In an April 2018 interview, Sartore said he had been a National Geographic photographer for over 27 years, and although he worked for 15 years doing various conservation stories, the impact was not enough to "stop the extinction crisis". So he realized that maybe "very simple portraits lit exquisitely so you can see the beauty and the color, looking animals directly in the eye with no distractions, would be the way to do it."

Progress 
National Geographic reported on the project's status during significant milestones:
 The first animal to be photographed for the project was the naked mole-rat living at the Lincoln Children's Zoo.
 In September 2017, the 7,000th animal photographed for the project was announced: the Leadbeater's possum, a critically endangered marsupial which is native to the acacia forests of central Victoria in Australia.
 In May 2018, the 8,000th animal was announced: the semiaquatic Pyrenean desman.
 In December 2018, the 9,000th animal was announced: the Bandula barb, a colorful but critically endangered fish found in one stream in Sri Lanka.
 In May 2020 the 10,000th animal was announced: the güiña, which is the smallest wildcat in the Americas. National Geographic reported that "This pivotal milestone means that Sartore is about two-thirds of the way toward completing the National Geographic Photo Ark."
 In February 2021, the 11,000th animal was announced: the long-toothed dart moth (Dichagyris longidens), saying the photo may be the first one to capture a living representative of the species.
 In November 2021, the 12,000th animal was announced: the Arabian cobra, which until 2009 was classified as a subspecies of the Egyptian cobra.
 In July 2022, the 13,000th animal was announced: the spoon-billed sandpiper (Calidris pygmaea), which is listed as critically endangered by the International Union for Conservation of Nature.

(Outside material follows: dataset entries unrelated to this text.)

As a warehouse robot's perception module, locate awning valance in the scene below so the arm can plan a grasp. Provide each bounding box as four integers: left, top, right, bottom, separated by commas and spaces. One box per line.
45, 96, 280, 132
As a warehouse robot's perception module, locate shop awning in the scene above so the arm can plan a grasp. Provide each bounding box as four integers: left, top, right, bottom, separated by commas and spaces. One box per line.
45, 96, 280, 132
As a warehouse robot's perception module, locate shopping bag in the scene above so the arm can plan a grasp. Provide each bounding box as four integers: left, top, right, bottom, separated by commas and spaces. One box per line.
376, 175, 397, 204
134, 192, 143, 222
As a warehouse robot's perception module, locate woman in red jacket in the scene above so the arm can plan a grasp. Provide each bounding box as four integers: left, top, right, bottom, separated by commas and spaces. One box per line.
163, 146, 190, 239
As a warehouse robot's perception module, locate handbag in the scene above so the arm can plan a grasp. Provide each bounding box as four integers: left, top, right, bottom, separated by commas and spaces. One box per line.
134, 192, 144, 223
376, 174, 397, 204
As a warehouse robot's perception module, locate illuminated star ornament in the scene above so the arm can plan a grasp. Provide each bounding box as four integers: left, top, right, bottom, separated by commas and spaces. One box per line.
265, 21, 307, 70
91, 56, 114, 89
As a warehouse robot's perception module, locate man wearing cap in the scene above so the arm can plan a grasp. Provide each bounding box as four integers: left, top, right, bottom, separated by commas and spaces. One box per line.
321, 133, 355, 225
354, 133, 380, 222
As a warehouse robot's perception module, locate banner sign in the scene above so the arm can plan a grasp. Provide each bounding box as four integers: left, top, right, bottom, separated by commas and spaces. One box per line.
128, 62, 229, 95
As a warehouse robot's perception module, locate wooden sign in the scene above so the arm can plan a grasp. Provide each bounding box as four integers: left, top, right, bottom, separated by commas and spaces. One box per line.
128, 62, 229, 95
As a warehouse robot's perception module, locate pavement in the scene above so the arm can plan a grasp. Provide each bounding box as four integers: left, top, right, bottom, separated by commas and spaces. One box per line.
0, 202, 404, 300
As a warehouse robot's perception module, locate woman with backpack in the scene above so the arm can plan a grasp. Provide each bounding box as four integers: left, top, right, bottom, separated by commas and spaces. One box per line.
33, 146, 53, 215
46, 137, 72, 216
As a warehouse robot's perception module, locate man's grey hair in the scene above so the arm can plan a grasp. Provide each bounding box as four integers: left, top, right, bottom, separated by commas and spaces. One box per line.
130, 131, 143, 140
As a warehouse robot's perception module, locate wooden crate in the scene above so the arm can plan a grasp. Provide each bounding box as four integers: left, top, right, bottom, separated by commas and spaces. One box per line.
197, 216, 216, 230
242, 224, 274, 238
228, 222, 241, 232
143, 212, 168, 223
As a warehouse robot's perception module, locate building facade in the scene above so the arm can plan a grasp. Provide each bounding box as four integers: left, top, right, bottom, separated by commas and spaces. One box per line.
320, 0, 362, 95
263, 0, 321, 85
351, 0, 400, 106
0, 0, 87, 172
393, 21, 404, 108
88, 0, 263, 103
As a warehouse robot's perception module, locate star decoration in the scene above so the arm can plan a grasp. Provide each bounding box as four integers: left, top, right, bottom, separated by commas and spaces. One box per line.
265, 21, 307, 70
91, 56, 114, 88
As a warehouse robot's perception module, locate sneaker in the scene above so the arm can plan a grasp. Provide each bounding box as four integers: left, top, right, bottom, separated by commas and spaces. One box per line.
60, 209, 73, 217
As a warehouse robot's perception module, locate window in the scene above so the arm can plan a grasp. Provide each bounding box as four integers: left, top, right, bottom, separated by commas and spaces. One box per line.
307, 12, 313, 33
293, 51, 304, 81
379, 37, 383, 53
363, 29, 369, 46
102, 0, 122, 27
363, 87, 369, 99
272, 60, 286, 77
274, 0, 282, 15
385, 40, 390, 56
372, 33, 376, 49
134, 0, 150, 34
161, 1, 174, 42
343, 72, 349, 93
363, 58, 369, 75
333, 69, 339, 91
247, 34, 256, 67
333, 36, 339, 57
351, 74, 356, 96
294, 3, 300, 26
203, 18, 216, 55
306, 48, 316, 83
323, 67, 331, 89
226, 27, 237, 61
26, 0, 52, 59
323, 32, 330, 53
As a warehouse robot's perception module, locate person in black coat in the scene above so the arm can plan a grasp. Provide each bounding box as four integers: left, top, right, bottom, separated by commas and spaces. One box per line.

The Photo Ark and related books 
The project has been documented in a series of books:
 Rare: Portraits of America's Endangered Species. 2010. . Precursor to The Photo Ark project.
 Animal Ark: Celebrating our Wild World in Poetry and Pictures. National Geographic Kids, 2017. .
 The Photo Ark: One Man's Quest to Document the World's Animals. 2017. .
 Birds Of The Photo Ark. 2018. .
 The Photo Ark Vanishing: The World's Most Vulnerable Animals. 2019. .

Rare: Creatures of The Photo Ark
Beginning in July 2017, PBS broadcast a three-part film, Rare: Creatures of The Photo Ark, which documented highlights of the project. Rare was later released for purchase in both Blu-ray and DVD format, and was also made available on Amazon Prime. As of February 2018, a second season was being discussed with National Geographic.

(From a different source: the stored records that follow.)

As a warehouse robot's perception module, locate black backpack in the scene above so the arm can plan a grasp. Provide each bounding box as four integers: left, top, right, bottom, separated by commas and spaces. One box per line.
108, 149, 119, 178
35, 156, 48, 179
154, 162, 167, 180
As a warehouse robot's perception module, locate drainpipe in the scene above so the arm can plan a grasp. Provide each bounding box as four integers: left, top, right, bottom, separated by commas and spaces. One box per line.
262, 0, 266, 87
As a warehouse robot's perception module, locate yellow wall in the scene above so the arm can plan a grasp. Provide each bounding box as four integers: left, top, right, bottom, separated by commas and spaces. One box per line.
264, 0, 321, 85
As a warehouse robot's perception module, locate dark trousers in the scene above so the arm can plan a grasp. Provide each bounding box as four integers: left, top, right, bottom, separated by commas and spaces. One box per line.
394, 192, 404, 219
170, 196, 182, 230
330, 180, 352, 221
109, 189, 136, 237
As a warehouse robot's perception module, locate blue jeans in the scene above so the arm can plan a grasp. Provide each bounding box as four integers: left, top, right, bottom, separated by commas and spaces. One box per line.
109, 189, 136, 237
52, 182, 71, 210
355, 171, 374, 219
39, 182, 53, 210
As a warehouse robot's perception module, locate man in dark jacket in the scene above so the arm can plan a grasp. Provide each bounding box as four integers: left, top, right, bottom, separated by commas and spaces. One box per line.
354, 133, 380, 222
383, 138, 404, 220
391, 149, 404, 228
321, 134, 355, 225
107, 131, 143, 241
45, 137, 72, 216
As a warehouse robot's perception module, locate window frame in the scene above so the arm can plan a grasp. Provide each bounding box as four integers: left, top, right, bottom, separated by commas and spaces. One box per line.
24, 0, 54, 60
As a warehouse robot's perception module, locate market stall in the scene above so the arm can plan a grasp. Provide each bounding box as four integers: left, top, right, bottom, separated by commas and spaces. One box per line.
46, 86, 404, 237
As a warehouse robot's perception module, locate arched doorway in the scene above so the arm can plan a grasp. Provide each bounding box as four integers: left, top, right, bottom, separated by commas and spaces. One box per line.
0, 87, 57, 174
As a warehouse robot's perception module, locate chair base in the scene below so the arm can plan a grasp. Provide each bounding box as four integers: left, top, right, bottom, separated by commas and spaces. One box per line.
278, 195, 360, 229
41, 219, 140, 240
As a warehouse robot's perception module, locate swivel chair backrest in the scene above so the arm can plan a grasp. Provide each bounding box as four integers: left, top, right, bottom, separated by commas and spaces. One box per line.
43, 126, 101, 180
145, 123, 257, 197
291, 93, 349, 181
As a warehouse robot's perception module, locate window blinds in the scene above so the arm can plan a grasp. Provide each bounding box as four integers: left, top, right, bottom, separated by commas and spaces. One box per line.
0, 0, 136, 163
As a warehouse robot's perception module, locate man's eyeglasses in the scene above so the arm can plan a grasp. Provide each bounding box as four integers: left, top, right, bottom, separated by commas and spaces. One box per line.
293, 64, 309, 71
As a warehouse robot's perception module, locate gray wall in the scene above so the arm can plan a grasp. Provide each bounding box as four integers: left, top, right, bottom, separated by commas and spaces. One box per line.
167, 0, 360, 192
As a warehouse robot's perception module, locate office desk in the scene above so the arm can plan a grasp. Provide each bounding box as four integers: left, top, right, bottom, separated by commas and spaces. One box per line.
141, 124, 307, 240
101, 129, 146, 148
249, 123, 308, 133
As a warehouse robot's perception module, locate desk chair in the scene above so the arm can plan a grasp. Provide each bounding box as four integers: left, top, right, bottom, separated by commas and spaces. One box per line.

In a February 2018 interview, Rare director Chun-Wei Yi said that he met Sartore at National Geographic Television & Film, in 2006 or 2007, soon after he started the Photo Ark. In the course of making the series, Sartore photographed his 5,000th species.

Episodes

Documentary scheduled for 2020
In February 2019, it was announced that National Geographic and WGBH-Boston had joined forces to produce a "two-hour event special" about The Photo Ark, which would air on October 17, 2020.

Exhibitions 

To spread awareness of this project, a selection of photographs from The Photo Ark has been exhibited in various museums, zoos, and exhibition halls around the world, including the following locations:

Auditorium Parco della Musica, Rome, Italy, 2017
Cincinnati Zoo and Botanical Garden, Cincinnati, Ohio, 2017
Dallas Zoo, Dallas, Texas, 2017
Henry Doorly Zoo and Aquarium, Omaha, Nebraska, 2017
Hickory Museum of Art, Hickory, North Carolina, 2017
Melbourne Zoo, Melbourne, Australia, 2017 
National Museum of Wildlife Art, Jackson, Wyoming, 2017
San Diego Natural History Museum, San Diego, California, 2017 
National Stadium, Warsaw, Warsaw, Poland, 2017 
The War Memorial of Korea Museum, Seoul, South Korea, 2017
Los Angeles Zoo and Botanical Gardens, Los Angeles, California, 2018 
Ned Smith Center for Nature and Art Amphitheater, Millersburg, Pennsylvania, 2018
Museon, The Hague, Netherlands, 2018 
Museum of Natural History, Porto, Portugal, 2018 
Woodland Park Zoo, Seattle, Washington, 2018
Annenberg Space for Photography, Los Angeles, California, 2018

Awards
In February 2018, RARE: Creatures of The Photo Ark was awarded Best Conservation Film at the New York WILD Film Festival, held at The Explorers Club in Manhattan.

Reaction
Mike Norton, executive vice president of Norton Outdoor Advertising wrote in Billboard Insider that "In this era of division and hyper-partisanship, Photo Ark is a uniting cause. Photo Ark has earned support and respect across the political spectrum, from Harrison Ford to hunters."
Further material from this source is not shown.